Councilmember Brian Poochigian asked if providing more services was attracting homeless people from other communities.
“I go to Exeter, Farmersville and Woodlake and don’t see a high number of homeless,” Poochigian said.
Guzman said it is more likely an issue of strength in numbers and a longing for community. He admitted that many of those being treated by the program are addicted to opiates, struggle with mental health and disabilities or chronic illnesses preventing them from staying off the streets. Most of them are unwilling to access services because they are afraid of losing what little they have left.
“This is the only group that has to make a decision to leave all of their belongings on the street to attend a doctor’s appointment,” Guzman said. “Most of us would not do that unless we were super sick.”

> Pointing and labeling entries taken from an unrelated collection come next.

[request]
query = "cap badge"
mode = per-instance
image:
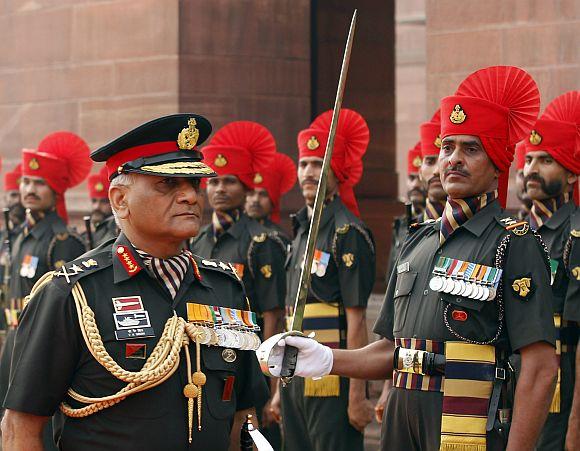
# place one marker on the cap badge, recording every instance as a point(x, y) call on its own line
point(535, 138)
point(33, 164)
point(220, 161)
point(313, 143)
point(457, 116)
point(187, 138)
point(437, 141)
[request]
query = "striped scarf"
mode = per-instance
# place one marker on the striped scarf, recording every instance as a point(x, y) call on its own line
point(170, 272)
point(222, 220)
point(458, 211)
point(542, 210)
point(433, 210)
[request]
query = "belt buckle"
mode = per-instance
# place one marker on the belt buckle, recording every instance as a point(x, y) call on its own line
point(500, 373)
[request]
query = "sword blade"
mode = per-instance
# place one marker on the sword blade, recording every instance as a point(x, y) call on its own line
point(290, 353)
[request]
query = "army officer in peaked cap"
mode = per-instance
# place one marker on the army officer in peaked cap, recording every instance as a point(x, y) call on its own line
point(138, 345)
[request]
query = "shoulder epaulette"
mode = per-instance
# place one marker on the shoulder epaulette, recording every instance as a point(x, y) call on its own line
point(83, 266)
point(517, 227)
point(59, 248)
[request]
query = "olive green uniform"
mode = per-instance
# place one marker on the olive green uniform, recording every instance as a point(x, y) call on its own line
point(555, 232)
point(321, 422)
point(262, 254)
point(54, 357)
point(411, 310)
point(572, 264)
point(44, 248)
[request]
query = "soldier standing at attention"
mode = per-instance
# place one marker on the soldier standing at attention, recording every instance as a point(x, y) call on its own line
point(44, 243)
point(572, 313)
point(140, 345)
point(436, 197)
point(103, 223)
point(263, 202)
point(551, 177)
point(239, 153)
point(468, 291)
point(331, 413)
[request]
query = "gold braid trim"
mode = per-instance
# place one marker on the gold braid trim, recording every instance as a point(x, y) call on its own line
point(161, 364)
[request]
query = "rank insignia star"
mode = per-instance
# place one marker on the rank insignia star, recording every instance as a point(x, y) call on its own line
point(348, 259)
point(67, 273)
point(88, 263)
point(522, 287)
point(266, 271)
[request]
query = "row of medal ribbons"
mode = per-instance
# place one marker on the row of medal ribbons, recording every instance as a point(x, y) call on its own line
point(224, 326)
point(470, 280)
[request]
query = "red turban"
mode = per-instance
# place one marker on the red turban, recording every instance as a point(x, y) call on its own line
point(350, 144)
point(414, 159)
point(499, 105)
point(62, 160)
point(557, 132)
point(12, 179)
point(240, 148)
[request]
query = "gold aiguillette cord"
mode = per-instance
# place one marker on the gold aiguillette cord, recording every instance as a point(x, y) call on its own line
point(193, 389)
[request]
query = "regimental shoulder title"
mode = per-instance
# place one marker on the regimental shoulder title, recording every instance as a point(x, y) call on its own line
point(187, 138)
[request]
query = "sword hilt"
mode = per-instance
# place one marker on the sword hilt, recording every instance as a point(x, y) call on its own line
point(289, 363)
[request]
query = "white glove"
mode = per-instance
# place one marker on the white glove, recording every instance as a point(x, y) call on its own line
point(314, 359)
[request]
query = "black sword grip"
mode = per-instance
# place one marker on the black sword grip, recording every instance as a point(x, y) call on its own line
point(289, 361)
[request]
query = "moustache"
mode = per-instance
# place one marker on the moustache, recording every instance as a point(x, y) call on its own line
point(456, 169)
point(416, 191)
point(309, 180)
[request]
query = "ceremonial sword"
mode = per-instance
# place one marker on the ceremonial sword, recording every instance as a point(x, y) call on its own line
point(290, 352)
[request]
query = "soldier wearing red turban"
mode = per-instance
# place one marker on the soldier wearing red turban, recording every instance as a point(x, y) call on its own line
point(44, 243)
point(263, 202)
point(469, 290)
point(551, 178)
point(343, 275)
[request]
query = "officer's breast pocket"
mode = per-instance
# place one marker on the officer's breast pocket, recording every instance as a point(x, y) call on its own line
point(221, 366)
point(470, 318)
point(402, 296)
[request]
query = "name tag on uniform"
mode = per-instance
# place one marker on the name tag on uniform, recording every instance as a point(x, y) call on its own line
point(320, 263)
point(28, 267)
point(131, 320)
point(403, 267)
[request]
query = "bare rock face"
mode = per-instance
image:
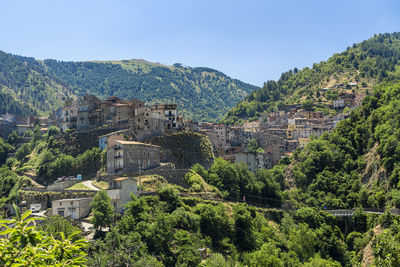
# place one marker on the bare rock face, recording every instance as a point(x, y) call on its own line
point(185, 149)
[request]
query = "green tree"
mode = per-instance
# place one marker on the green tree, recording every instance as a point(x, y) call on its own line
point(308, 105)
point(56, 225)
point(103, 211)
point(5, 149)
point(252, 146)
point(23, 245)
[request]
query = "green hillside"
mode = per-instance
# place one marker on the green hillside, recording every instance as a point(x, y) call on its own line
point(367, 63)
point(201, 93)
point(26, 88)
point(29, 86)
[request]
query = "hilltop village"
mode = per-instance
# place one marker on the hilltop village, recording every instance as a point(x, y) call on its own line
point(260, 143)
point(130, 127)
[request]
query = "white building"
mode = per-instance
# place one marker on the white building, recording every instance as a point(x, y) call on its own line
point(77, 208)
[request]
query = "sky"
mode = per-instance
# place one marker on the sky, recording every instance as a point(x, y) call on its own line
point(250, 40)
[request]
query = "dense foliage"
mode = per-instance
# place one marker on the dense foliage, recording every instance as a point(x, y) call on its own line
point(237, 183)
point(23, 245)
point(26, 88)
point(368, 63)
point(29, 86)
point(356, 164)
point(202, 94)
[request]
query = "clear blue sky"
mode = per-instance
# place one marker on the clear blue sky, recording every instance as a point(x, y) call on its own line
point(252, 40)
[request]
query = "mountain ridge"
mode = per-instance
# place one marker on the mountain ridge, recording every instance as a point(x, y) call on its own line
point(201, 93)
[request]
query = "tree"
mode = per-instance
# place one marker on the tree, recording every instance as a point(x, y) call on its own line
point(308, 105)
point(102, 210)
point(23, 245)
point(252, 146)
point(5, 148)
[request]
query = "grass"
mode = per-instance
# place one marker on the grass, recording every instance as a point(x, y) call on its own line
point(153, 183)
point(101, 184)
point(79, 186)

Guzman also reminded those in attendance that the issue of homelessness is not a new one. Throughout human civilization there have always been unsheltered residents who do not have the means to find shelter legally. He said churches used to be where people can find shelter and be cared for because their doors were always open but now that responsibility has shifted to the emergency department. He said treating homeless people where they are rather than waiting for them to be brought to the emergency room is not only the right thing to do but also the least expensive thing to do.
“As doctors, we have a duty to provide care to the sick in the population,” Guzman said. “Our job is to keep the population healthy enough for others to provide resources to them in terms of housing, financial aid, food and security.”